Andrew and Katie proceeded to have a conversation that mostly repeated previously established points—she had stronger connections, he was sad about that because his connection was “real”—but that also allowed Andrew to lavish praise on Katie and thus look like the most upstanding gentleman to ever upstand. But that wasn’t all: Exiting the hotel room, Andrew left Katie with a note that said, “If you change your mind … I’ll be waiting.” That sent Katie reeling. Running through the hotel, extremely shoeless, she finally tracked down Andrew and leapt into his arms while music swelled. “If there’s a way to stay a little longer, would you want to?” she asked, clearly having changed her mind. But despite having just written a note about being there if this exact scenario were to ever play out, Andrew turned down the offer, opting instead to officially close the book on the relationship and go out like a respectable lad, still on a quest for love.
Michael’s departure on Monday wasn’t nearly as cinematic. Wracked by guilt when his son over FaceTime said, “Maybe daddy left because he don’t want to see me,” Michael made the (definitely correct) decision to cut his time on the show short and head back home to be with his kid. It was an emotional goodbye—Katie professed that she saw a future with Michael, and she once again walked into a hotel hallway without shoes or socks on. For his part, Michael said pretty amazing things like, “I’m not leaving because of us, I’m leaving because my son needs his dad” and, “You taught me how to love again.” It all culminated with Katie’s eyeliner running like in that famous GIF of Lauren Conrad crying.
By the end of Monday’s “Men Tell All,” which put a bow on Andrew’s and Michael’s Bachelor Edits by highlighting yet again how unbelievably lovable the former is and that things are definitely over between Katie and the latter, you’re left with two impressions. One is of a man who is charming, funny, and easy to like; a man with a penchant for rom-com operatics and speaking in a bad British accent; a man whom you probably wouldn’t mind watching have conversations with 30 different women. The other is of an incredibly sweet and kind man who persevered through the death of his wife, who put his own needs aside to raise a child as a suddenly widowed father; a man who was brave enough to tell his story, which brought an entire house of dudes to tears; a man who, after suffering through so much tragedy, had the grace to say something like, “What a gift to be able to fall in love twice.”

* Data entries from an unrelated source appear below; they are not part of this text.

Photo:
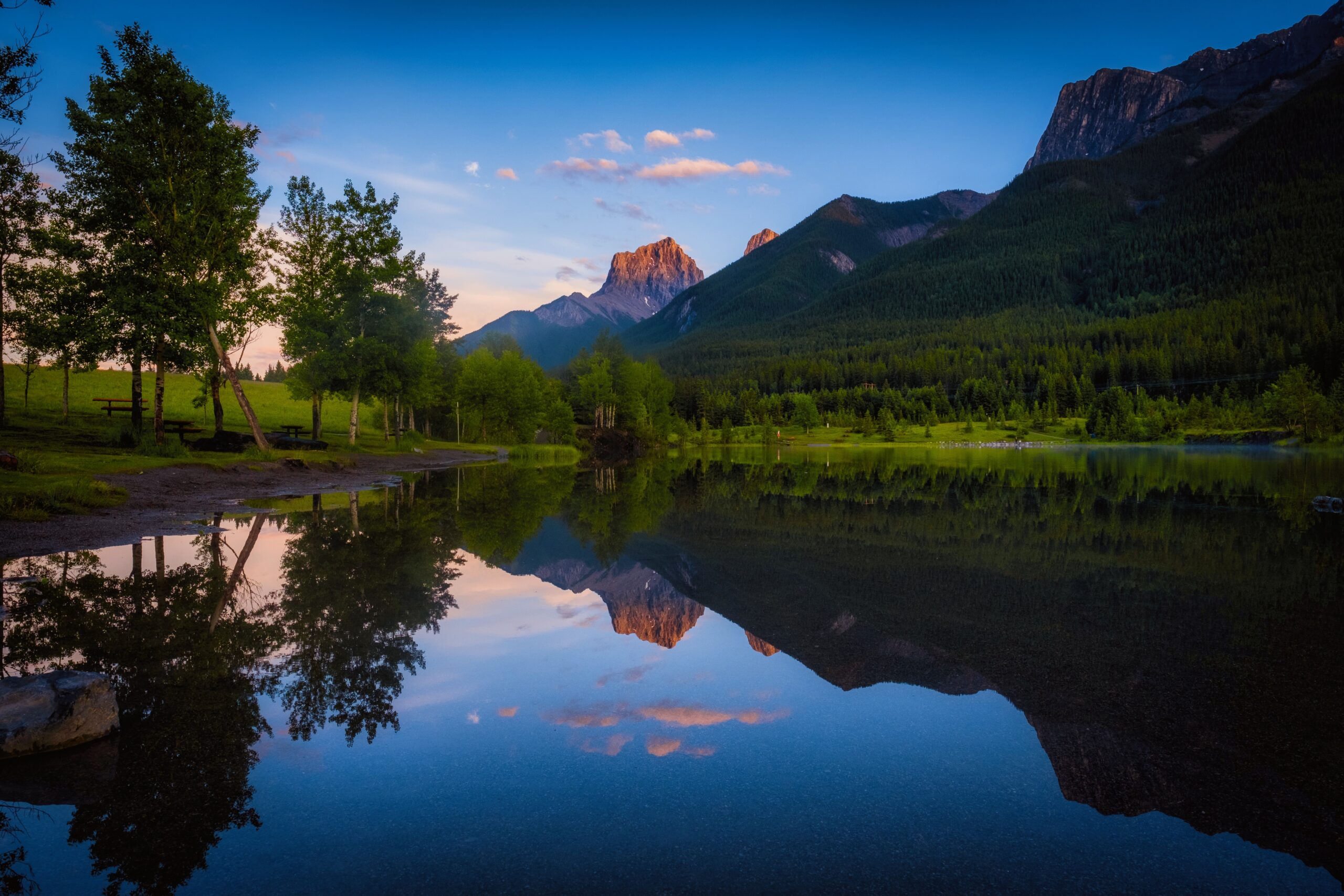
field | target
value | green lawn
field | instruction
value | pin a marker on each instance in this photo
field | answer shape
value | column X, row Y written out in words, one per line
column 59, row 458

There’s a difference between the impressions of Andrew and Michael. The things we know and think and feel about Andrew have been messaged to us by a TV show, by The Edit. The overly dramatic sequence after he was dumped is the most obvious evidence, but all season long the show has made deliberate choices to portray Andrew a certain way. (This despite the resurfacing of Andrew’s old, offensive tweets, which the show has also made a choice to not address.) The things we know about Michael, on the other hand, are simply incontrovertible facts. His tragedy, and his amazing response to it, would be undeniable no matter how The Bachelorette depicted it.
So as to the question of who’s getting a better Bachelor Edit, the answer is more so that only Andrew is actually getting one. Michael is set up as an ideal candidate, but the work has mostly been done by him being who he is. The show’s efforts, meanwhile, seem to have been disproportionately dedicated to the guy in the other corner. And all that trying can’t be for nothing—next January, we’ll probably be hearing a lot of that bad British accent.